In line with prior literature 19, 25 the current work illustrates that orthogonal “click” chemistry provides a valuable chemical tool in the conjugation of (quencher) dyes to the primary fluorescent agent. In particular, the ability to swiftly conjugate Cy7-DBCO to N ensures that both dyes are in close vicinity of each other (< 8 nm) and FRET transfer between the dyes is optimal as the dyes are both residing on the same molecule, hence the high degree, and rapid quenching, of the Cy5 signal of N and not for Cy5-NH (Figures 1A and 1C). The quenching of Cy7 as well as the differences in quantum yields and molar extinction coefficient can most likely be ascribed to π-stacking 24, although cis-trans photoisomerization - an effect increased by steric hindrance- could also play a role 26, 27.

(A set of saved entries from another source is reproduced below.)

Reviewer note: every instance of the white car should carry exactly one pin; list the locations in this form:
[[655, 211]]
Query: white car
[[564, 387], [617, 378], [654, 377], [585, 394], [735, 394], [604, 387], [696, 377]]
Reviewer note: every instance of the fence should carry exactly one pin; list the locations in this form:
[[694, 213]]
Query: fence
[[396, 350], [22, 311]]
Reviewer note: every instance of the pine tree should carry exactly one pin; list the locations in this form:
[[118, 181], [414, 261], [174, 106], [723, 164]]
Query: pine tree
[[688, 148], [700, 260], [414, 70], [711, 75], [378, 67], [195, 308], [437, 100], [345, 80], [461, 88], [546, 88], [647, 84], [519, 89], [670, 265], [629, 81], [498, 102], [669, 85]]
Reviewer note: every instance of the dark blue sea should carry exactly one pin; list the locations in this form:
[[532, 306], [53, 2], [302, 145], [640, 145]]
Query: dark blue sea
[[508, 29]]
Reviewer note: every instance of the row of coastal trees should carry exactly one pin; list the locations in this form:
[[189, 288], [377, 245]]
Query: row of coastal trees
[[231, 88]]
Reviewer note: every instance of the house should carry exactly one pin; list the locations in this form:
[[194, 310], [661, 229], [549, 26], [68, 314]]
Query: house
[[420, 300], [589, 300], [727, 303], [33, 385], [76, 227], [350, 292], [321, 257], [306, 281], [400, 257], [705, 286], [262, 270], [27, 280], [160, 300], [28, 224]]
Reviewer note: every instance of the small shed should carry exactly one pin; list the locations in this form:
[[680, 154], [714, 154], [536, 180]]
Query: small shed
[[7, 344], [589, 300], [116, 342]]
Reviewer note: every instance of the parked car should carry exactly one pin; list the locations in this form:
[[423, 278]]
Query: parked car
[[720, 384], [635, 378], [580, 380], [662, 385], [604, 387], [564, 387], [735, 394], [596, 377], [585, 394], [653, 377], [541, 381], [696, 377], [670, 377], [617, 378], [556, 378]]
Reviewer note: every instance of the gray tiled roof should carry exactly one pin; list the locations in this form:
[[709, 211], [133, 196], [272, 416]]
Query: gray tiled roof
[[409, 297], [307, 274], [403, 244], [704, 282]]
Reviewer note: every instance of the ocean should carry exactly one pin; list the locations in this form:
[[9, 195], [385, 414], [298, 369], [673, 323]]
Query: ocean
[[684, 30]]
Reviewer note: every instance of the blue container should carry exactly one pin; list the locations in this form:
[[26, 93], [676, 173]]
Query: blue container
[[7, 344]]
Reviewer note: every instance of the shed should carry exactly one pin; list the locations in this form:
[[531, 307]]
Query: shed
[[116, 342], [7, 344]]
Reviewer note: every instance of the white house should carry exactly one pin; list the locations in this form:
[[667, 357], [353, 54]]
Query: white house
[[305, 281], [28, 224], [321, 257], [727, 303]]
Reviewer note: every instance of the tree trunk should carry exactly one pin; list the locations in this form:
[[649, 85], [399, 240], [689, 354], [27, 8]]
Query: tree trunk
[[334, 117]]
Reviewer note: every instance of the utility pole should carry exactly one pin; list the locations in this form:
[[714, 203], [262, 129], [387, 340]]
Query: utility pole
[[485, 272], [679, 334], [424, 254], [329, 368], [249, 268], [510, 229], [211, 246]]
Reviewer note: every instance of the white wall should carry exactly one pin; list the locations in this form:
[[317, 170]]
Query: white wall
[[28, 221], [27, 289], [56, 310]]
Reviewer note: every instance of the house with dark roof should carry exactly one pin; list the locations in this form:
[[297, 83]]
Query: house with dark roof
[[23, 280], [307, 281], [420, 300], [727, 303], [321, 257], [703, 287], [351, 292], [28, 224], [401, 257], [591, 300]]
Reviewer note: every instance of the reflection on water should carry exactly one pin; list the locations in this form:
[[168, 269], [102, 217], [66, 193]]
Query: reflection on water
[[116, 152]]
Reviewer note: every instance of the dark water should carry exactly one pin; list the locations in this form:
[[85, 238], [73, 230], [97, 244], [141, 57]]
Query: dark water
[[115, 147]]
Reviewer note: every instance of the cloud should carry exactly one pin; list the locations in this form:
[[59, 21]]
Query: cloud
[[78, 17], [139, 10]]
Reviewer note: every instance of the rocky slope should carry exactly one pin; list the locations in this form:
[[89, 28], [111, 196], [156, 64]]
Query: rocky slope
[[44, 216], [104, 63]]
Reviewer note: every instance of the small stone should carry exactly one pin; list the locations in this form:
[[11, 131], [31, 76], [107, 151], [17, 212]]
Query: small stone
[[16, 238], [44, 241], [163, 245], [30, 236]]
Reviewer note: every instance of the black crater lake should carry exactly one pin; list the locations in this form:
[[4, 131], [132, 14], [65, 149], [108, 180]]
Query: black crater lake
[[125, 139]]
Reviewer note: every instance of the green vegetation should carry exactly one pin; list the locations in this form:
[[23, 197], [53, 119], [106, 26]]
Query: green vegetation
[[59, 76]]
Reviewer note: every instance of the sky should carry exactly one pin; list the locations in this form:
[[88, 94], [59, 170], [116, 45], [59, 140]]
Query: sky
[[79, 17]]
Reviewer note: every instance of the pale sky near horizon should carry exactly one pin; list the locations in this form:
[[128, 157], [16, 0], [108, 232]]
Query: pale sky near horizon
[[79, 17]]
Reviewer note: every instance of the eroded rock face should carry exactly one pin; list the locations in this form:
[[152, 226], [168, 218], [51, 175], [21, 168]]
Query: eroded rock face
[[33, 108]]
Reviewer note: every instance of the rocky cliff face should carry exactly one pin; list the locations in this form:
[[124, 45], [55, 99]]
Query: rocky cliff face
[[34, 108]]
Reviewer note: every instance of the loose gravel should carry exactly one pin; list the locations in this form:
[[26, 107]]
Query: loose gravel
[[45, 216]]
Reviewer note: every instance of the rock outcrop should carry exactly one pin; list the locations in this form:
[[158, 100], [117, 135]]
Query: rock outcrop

Pretargeting strategies are known to use a range of alternative forms of specific recognition of the primary targeting vector, e.g. based on monoclonal antibodies 28, 29 or host-guest chemistry 30. In theory, these alternative means of connecting the secondary quenching agent to the fluorescent primary vector could also hold potential for fluorescence quenching applications. That said, it is likely that the increased spatial separation of the dyes in these indications will reduce quenching efficacy; FRET is distance dependent.

In a previous microscopy study, we showed that Cy7-DBCO does not have the ability to pass the cell membrane at 4 °C or 37 °C 19, and thus merely diffuses through the tissue. It is important to note that Cy7-DBCO could only realize quenching by formation of a covalent bond with N (Figure 1). Hence, the Cy7-DBCO diffusion, combined with the need for covalent bonds and the neuronal tracing capabilities of N 11, suggests that the 2-fold increase in the SBR observed following in vivo addition of Cy7-DBCO (Figure 2 and 3) is the result of Cy7-Cy5-WGA formation in the interstitial space. This efficient use of dye-based click-chemistry extends previous in vitro findings 19.

While the fluorescence deactivation concept may also prove of value during systemic applications, it is likely to hold most promise in procedures were local tracer deposition is being used. Next to experimental nerve imaging 31, 32, this could e.g. be embolization strategies 33, or sentinel lymph node procedures 6. A limitation of implementing the fluorescence deactivation concept and the enabling chemical strategies used is the cost. For example, a routine sentinel node procedure, while clearly benefiting from techniques that reduce background staining 34, is not likely to warrant the development and approval costs of new pharmaceuticals for this indication. For more specialized indications, such as nerve imaging, this will likely be different.

Conclusion

The presented fluorescence deactivation technology allowed fast and effective reduction of the background signal at the injection site while preserving in vivo nerve visualization. While this proof-of-principle study was focused on imaging of nerves, it helps create a new fluorescence imaging paradigm.